Often times, when one is asked why they chose to attend a particular institution of higher learning, there are certain expected responses but when I asked our Alumnus of the week Mutahi Muriithi this question, the answer I got was definitely not in the list of those expected responses. Mutahi Muriithi is the Founder of Ltcaezar Communications, a company committed towards managing social media and online presence of its clients. He is also an alumnus of Jomo Kenyatta University of Agriculture and Technology, class of 2013; having graduated with a Bachelor of Science in Medical Microbiology. Yes you heard me right. The founder of a communications company is actually a graduate in Medical Microbiology. I know you’re curious as I am to find out exactly how Murithii found himself in a career so distant from his area of study. Let’s go back to the beginning.

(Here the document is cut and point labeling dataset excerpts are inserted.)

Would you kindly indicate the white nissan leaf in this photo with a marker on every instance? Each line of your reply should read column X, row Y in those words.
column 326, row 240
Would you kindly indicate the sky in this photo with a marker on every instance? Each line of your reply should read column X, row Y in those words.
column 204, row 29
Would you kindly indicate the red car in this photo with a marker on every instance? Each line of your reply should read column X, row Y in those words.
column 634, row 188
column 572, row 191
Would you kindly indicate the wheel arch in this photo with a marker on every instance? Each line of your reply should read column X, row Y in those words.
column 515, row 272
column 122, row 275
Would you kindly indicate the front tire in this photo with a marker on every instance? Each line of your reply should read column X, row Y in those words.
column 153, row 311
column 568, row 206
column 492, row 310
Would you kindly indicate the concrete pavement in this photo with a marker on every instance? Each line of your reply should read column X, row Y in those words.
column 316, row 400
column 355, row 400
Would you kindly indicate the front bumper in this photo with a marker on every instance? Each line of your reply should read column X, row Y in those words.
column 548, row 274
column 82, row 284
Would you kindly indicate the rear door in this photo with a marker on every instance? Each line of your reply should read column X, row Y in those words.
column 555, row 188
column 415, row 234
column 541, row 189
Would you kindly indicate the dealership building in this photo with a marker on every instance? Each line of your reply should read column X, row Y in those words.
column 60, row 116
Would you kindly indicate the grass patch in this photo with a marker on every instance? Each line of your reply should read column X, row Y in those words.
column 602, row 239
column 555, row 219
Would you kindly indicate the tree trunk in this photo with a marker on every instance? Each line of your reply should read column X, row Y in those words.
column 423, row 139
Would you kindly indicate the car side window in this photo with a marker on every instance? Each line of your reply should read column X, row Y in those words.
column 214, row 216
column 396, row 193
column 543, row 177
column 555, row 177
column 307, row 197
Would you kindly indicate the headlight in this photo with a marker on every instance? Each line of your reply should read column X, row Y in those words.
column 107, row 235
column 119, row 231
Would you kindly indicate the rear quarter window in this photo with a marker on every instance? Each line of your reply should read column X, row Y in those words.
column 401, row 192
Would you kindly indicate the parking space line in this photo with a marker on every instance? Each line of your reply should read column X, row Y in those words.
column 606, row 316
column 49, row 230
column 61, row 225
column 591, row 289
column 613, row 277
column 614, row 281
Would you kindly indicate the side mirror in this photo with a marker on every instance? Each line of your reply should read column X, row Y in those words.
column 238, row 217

When I asked Mutahi Muriithi why he chose to pursue Medical Microbiology at Jomo Kenyatta University of Agriculture and Technology, his immediate response, and I quote, “When I joined JKUAT, I pursued Medical Microbiology due to a number of factors. Top on the list was that I was becoming a problem at home, and my old man wanted me in school.” I totally didn’t expect that response, but Muriithi further enunciates that other that, there are several people in his immediate family who are in the medical field and so it was only natural that they advocate for him to join them. Despite the twist of fate that landed him in JKUAT to study MMB, he made a strong resolution to study hard and perform well in his studies.
What was your learning experience at JKUAT?
At JKUAT, I received what would turn out to be the best quality of instruction that I had had in my school life. I practiced a little Medical Microbiology before and after graduating. I found that I easily fit into different work environments ranging from research laboratories and hospital diagnostic laboratories. The course I was studying is heavily dependent on practical experiments, field visits and independent thought. We also had fun time with the practical experience during field trips. By the time I left JKUAT, I had travelled well all over the country visiting different places where Medical Microbiology skills are applied.
So with a professional training in medical microbiology, how did you path divert to communications? Why the shift?
This is always something that few people understand. My talents are in organization, planning, improvising, strategy
formulation and other areas. These often find little use in Medical Microbiology since it is a field which is quite rigid and heavily regulated. The regulation is understandable since in medicine we are handling cases of health and any mistakes or errors could result in massive damage including loss of lives. You will not be allowed to improvise or do potentially dangerous experiments in the medical field, neither should you try to be too clever in it. When I graduated from JKUAT, I put my Medical Microbilogy skills to practice for some time. I then started carrying out small campaigns online to expand my side hustle that was in content development for websites. Gradually, I shifted to doing digital communications full-time. I then founded my own company and built networks to tap business. I knew it would not be easy, but I was ready to face the challenges that would come my way.
Has the training you received at JKUAT helped you in anyway? If so, in what ways?
The training I received in JKUAT is very important in my current field. There are key skills that I learned. Carrying out tests, analyzing results, drawing conclusions and reporting are very important in communications. Additionally, I got a strong sense of social responsibility and ethics while at JKUAT. Today, I have built my company to operate as ethically as possible with constant consideration of other people in the areas where we operate. Towards the end of my course, I had a few units in entrepreneurship which came in very handy when I was setting up my own communications company.
Where do you see yourself five years from now?
In the next five years I should have firmed up my footprint as a leading communications leader in East Africa and possibly branch out into the African continent.
Any parting shot based on experiences you’ve had so far?
In life there are oranges and lemons. However, they are not the only fruits. If life gives you lemons, find someone who is suffering from a cold, and sell them the lemons at the highest price possible. With the cash from the sale of lemons you can buy whichever other fruit you wanted to have.